During these troubled pandemic times, some parents have come to court attempting to limit or entirely stop access to the other parent.  You would be mistaken presuming that the existence of the COVID-19 crisis will automatically result in a suspension of in-person parenting time.  The courts begin with certain presuppositions: 

  • Children thrive best when they have as much contact as possible with both parents; 
  • Particularly in these uncertain and harrowing times, children need stability, comfort and predictability in their routine.  Despite current world events, this can be accomplished. 
  • Stability, comfort and predictability entails maintaining the parenting arrangements that were in place prior to the COVID pandemic—as long as the safety of the children is not compromised in any way; 
  • Prior court orders or agreements that set out the parenting arrangements for children should be adhered to even in these uncertain times, unless there are compelling reasons to change the previous arrangements.   
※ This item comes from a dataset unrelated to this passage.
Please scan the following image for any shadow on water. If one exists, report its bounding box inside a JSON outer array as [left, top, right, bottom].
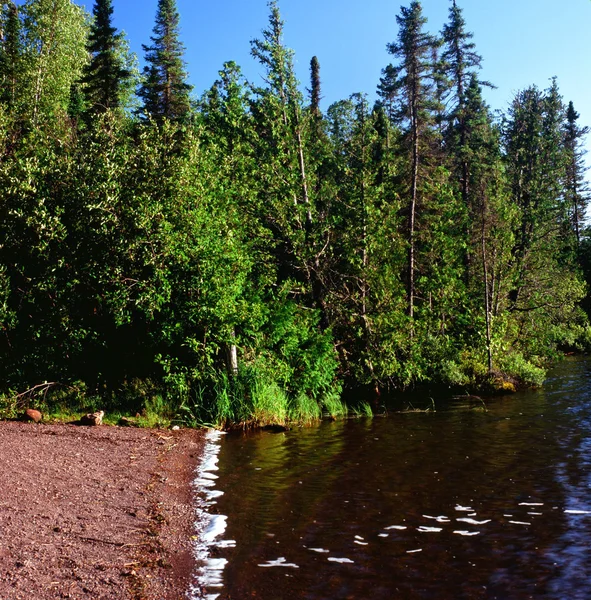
[[195, 359, 591, 600]]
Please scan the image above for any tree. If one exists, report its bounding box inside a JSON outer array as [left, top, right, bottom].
[[308, 56, 322, 118], [0, 2, 23, 111], [82, 0, 131, 114], [441, 0, 492, 205], [138, 0, 192, 121], [564, 102, 590, 246], [20, 0, 88, 125], [380, 1, 437, 321]]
If a parent brings an urgent matter to the court wishing to limit a child’s contact with the other parent during this pandemic, the parent must provide the court with specific evidence or examples of behaviour or plans by the other parent which are inconsistent with COVID-19 protocols.    The parent responding to such a motion must provide the court with specific and absolute reassurance that COVID-19 safety measures will be meticulously adhered to—e.g. social distancing, use of disinfectants, compliance with public safety directives, etc..  
In short, the courts do not condone changes to established parenting arrangements solely because of the COVID-19 crisis, as long as the current parenting regime does not compromise the safety and wellbeing of the children.  The removal of one parent from a child’s life must be exercised extremely cautiously.  This being said, however,  there is ‘zero tolerance’   for any parent who recklessly exposes a child (or members of the child’s household) to any COVID-19 risk.   

If two parents are having a parenting dispute during these disorienting and troubling times, they should not go to court lightly without strong reasons.  More than ever, judges look to parents to find their own realistic solutions.  Judges want to see if parents have made good faith efforts to communicate, to show mutual respect, and to come up with creative and realistic proposals, demonstrating both parental insight and COVID-19 awareness.  Parents coming to court without first having genuinely attempting to work out solutions will be admonished.